1. Elle priait un jour pour certaines gens qui, après avoir causé beaucoup de tort au monastère par leurs pillages 1,continuaient à le ruiner. Le Seigneur bon et miséricordieux lui apparut alors : il semblait souffrir d'un bras, et ce bras était plié en arrière, à tel point que les nerfs paraissaient presque détendus. Il lui dit : « Regarde quelle cruelle douleur me causerait celui qui me frapperait du poing sur ce bras ; et je suis traité de la sorte par tous ceux qui n'ont pas pitié du péril de damnation où se trouvent vos persécuteurs, et publient les torts et les injures dont vous êtes victimes, en oubliant que les méchants sont aussi mes membres. Tous ceux au contraire qui, touchés de compassion, implorent ma clémence pour qu'elle retire miséricordieusement ces âmes de leurs désordres et les amène à une vie meilleure, ceux-là semblent appliquer sur mon bras des onguents très doux. Quant à ceux qui, par leurs conseils et leurs avis, les conduisent avec charité à l'amendement et à la réconciliation, ils ressemblent à d'habiles médecins qui, maniant mon bras avec adresse et douceur, le remettent dans sa position naturelle. »
2. Celle-ci fut remplie d'admiration pour l'ineffable bonté du Seigneur et dit: « O Dieu très miséricordieux, quelle raison pouvez-vous avoir d'appeler votre bras des gens aussi indignes ? » Le Seigneur répondit : « C'est qu'ils font partie du corps de l'Église dont je me glorifie d'être la tête. » Elle reprit: « Mais, Seigneur, ils sont déjà séparés du corps de l'Église, puisqu'ils ont été publiquement excommuniés à cause des vexations exercées contre notre monastère 1. » Le Seigneur répondit: «Néanmoins, comme ils peuvent être réintégrés dans l'Église par l'absolution, ma bonté m'oblige à prendre soin d'eux, et à désirer avec une ardeur incroyable qu'ils se convertissent et reviennent à moi par la pénitence. » Celle-ci ayant ensuite prié le Seigneur de défendre la Congrégation contre leurs insultes, et de la prendre sous sa paternelle protection, il lui dit : « Si vous vous humiliez sous ma toute puissante main, et si vous reconnaissez que vous méritez d'être châtiés à cause de vos négligences, ma paternelle miséricorde vous préservera de toute invasion des ennemis.

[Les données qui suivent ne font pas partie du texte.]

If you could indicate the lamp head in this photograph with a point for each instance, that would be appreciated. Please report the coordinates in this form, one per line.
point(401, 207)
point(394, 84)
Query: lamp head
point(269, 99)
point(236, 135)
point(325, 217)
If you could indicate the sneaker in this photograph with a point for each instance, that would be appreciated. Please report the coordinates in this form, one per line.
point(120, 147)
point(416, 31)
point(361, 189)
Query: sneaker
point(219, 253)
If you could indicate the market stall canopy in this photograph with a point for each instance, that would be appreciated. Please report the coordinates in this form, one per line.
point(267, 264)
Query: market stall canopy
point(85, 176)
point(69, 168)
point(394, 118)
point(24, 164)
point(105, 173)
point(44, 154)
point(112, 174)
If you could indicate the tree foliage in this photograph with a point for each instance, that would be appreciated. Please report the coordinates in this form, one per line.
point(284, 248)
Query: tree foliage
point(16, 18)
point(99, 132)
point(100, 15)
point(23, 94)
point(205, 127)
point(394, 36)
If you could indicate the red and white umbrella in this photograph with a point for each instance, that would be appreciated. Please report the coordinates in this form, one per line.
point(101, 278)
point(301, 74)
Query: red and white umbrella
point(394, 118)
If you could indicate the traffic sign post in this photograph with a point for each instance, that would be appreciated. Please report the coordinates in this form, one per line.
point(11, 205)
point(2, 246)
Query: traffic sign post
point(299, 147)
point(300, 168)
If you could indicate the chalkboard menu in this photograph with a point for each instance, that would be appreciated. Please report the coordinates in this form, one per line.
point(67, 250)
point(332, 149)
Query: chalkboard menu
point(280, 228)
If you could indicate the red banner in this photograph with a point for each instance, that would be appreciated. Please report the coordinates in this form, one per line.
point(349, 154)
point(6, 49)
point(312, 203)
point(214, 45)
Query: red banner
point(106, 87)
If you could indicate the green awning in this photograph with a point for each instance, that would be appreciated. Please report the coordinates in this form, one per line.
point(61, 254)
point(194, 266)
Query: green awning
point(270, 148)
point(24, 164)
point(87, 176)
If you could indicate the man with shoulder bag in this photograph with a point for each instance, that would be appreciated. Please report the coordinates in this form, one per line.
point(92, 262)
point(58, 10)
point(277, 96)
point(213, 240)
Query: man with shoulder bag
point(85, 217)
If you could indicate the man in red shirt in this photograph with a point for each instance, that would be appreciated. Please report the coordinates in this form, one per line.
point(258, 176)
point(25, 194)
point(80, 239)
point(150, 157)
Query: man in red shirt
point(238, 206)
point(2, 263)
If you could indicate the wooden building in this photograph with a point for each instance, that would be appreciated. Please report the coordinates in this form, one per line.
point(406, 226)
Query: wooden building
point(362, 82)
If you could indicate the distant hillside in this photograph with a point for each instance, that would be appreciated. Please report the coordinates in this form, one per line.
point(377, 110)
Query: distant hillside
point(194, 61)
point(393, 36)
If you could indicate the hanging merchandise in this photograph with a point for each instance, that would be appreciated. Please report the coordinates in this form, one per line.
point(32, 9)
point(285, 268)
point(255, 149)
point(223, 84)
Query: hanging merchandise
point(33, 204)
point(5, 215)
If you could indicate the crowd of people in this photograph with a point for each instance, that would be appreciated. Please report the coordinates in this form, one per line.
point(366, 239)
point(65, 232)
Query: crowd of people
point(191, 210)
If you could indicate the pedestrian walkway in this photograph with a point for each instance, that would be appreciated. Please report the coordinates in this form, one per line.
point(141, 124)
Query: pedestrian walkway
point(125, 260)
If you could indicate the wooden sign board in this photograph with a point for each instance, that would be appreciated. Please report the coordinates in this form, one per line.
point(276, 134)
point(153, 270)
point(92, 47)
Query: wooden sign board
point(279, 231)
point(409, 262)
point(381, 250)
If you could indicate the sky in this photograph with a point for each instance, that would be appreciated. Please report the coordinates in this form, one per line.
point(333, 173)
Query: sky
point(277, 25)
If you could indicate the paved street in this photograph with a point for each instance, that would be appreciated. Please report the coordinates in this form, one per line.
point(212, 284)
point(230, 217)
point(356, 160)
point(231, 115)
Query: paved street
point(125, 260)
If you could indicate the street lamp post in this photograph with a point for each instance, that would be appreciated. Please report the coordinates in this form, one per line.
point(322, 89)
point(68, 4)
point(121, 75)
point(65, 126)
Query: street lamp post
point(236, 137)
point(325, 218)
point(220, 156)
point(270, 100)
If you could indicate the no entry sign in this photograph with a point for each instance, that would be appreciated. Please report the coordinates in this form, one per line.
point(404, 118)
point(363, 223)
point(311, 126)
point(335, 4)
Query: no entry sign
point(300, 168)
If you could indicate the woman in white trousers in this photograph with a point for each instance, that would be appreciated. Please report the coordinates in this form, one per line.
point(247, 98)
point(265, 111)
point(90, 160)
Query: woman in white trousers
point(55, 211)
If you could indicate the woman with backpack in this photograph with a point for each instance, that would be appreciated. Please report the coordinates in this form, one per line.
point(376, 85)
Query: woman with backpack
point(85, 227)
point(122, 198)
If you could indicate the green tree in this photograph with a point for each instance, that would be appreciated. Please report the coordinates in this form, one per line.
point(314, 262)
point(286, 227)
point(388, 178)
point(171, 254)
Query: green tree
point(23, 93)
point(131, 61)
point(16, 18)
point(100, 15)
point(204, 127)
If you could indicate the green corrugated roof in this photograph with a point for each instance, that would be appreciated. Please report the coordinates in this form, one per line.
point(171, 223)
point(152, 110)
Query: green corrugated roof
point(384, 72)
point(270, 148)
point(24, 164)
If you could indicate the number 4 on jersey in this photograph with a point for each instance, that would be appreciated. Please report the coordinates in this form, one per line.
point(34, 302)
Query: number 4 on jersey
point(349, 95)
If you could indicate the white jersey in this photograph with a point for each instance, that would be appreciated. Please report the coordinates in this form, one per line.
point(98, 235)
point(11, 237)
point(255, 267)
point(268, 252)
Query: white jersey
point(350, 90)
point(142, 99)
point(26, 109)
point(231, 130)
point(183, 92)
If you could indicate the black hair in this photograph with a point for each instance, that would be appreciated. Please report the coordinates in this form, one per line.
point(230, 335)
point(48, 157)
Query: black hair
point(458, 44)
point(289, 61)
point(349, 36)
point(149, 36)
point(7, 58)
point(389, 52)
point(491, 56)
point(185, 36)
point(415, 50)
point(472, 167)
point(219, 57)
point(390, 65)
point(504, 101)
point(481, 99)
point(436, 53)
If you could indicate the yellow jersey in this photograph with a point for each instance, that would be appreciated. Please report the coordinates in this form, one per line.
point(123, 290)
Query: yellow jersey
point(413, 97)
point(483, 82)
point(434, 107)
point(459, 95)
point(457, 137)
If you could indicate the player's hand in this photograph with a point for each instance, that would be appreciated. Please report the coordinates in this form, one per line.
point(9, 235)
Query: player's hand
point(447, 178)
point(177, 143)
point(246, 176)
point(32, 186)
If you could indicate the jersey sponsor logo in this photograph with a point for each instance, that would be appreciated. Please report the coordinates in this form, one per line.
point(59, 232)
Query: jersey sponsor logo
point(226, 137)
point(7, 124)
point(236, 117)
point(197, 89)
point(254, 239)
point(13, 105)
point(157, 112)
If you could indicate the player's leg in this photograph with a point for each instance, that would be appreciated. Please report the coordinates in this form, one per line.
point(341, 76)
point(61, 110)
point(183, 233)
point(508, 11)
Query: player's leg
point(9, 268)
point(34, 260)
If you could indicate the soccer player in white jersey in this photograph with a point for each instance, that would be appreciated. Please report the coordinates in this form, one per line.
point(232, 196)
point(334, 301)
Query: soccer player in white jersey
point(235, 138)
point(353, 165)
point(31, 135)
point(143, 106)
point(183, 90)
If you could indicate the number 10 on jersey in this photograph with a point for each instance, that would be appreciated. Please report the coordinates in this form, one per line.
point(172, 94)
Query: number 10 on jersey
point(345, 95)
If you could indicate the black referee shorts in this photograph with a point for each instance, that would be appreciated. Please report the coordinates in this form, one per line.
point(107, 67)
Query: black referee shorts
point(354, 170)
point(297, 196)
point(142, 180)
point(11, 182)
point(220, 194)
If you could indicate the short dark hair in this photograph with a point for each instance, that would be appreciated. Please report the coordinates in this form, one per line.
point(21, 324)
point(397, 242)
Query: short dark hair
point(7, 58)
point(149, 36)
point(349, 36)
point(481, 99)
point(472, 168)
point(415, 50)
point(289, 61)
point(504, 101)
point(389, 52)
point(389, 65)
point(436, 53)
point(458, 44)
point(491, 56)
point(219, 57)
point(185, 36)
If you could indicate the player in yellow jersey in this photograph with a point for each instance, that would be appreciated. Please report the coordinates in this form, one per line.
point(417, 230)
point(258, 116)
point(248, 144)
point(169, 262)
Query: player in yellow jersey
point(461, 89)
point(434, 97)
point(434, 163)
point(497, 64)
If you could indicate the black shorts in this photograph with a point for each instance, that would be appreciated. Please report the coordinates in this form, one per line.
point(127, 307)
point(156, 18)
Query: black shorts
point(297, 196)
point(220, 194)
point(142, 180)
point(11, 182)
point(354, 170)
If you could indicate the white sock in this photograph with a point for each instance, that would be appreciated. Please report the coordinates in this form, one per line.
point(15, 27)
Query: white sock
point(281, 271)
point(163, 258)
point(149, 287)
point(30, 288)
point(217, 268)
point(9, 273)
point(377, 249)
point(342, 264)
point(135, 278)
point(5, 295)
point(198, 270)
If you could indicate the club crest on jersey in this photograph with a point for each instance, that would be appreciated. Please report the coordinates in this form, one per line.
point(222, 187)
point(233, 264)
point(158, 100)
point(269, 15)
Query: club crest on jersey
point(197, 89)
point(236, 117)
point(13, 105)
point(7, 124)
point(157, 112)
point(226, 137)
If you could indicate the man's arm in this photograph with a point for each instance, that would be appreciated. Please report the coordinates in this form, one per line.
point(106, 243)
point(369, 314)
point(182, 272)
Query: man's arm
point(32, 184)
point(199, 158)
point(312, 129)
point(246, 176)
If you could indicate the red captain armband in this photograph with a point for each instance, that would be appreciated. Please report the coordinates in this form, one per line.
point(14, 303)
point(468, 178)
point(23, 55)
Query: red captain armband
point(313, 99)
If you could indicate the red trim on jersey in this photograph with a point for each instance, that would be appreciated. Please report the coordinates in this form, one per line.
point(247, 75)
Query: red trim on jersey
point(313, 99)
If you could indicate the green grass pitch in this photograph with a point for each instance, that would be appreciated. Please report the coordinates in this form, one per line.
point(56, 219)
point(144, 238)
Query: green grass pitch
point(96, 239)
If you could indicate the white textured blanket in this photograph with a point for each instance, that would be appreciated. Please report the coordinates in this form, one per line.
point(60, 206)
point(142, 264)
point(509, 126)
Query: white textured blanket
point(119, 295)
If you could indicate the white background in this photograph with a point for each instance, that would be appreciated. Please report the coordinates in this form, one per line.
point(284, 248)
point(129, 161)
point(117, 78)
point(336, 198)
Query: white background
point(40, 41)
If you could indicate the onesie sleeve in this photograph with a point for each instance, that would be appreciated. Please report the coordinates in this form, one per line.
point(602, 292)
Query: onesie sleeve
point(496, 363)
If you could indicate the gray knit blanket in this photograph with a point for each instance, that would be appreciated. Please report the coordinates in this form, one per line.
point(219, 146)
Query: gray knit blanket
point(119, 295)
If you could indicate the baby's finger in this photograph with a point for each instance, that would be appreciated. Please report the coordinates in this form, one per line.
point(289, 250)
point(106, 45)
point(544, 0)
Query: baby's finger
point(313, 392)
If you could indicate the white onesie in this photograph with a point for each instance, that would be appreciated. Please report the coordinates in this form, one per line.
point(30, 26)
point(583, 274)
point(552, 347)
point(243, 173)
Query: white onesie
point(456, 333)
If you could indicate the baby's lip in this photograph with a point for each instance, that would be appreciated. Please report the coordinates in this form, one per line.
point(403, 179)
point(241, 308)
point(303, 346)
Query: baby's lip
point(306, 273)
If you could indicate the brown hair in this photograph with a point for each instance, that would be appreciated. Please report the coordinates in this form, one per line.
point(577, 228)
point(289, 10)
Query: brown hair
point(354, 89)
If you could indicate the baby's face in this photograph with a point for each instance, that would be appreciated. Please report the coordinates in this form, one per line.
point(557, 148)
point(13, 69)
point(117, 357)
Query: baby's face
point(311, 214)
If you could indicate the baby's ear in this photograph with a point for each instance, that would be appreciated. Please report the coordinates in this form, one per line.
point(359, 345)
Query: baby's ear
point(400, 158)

Mais si par orgueil vous vous emportez contre vos persécuteurs, en leur désirant ou en leur souhaitant le mal pour le mal : alors, par un juste décret de ma justice, je permettrai qu'ils prévalent contre vous et vous nuisent encore davantage.
1. II s'agit probablement de Ghébard de Mansfeld, qui envahit le monastère d'Helfta en 1284 et fut excommunié pour cette raison.
CHAPITRE LXIX
COMMENT LES TRAVAUX MANUELS PEUVENT ÊTRE
UNE SOURCE DE MÉRITES.
1. La Congrégation se trouvait une année chargée d'une dette considérable, et celle-ci priait le Seigneur avec instance, afin que, dans sa bonté, il donnât aux proviseurs du monastère le moyen de se libérer. Le Seigneur lui répondit avec tendresse : « Et que gagnerai-je à les aider en cela? » Elle répondit : « C'est que nous pourrons ensuite vaquer au devoir de la prière avec plus de zèle et de dévotion. » Le Seigneur reprit : « Quel fruit m'en reviendra-t-il, puisque je n'ai nullement besoin de vos biens 1, et qu'il m'est indifférent de vous voir appliquées aux exercices spirituels ou livrées aux travaux extérieurs, pourvu que votre volonté soit dirigée vers moi par une intention libre? Si je ne trouvais de charmes que dans vos exercices spirituels, j'aurais certainement réformé de telle sorte la nature humaine après la chute d'Adam, qu'elle n'aurait eu besoin ni de nourriture, ni de vêtement, ni des autres choses que l'homme s'efforce d'acquérir ou de fabriquer, parce qu'elles sont nécessaires à la vie. Un puissant empereur ne se contente pas d'avoir en son palais des damoiselles d'honneur belles et bien parées, mais il y établit encore des princes, des capitaines, des hommes d'armes et des officiers, aptes à divers services, et toujours disposés à exécuter ses ordres. De même je ne trouve pas seulement mes délices dans les exercices intérieurs de la contemplation ; mais les occupations utiles et variées qui ont pour but mon honneur et ma gloire, m'invitent également à demeurer parmi les fils des hommes et à y prendre mes délices. C'est par ces travaux manuels que les hommes trouvent occasion de pratiquer davantage la charité, la patience, l'humilité et les autres vertus. »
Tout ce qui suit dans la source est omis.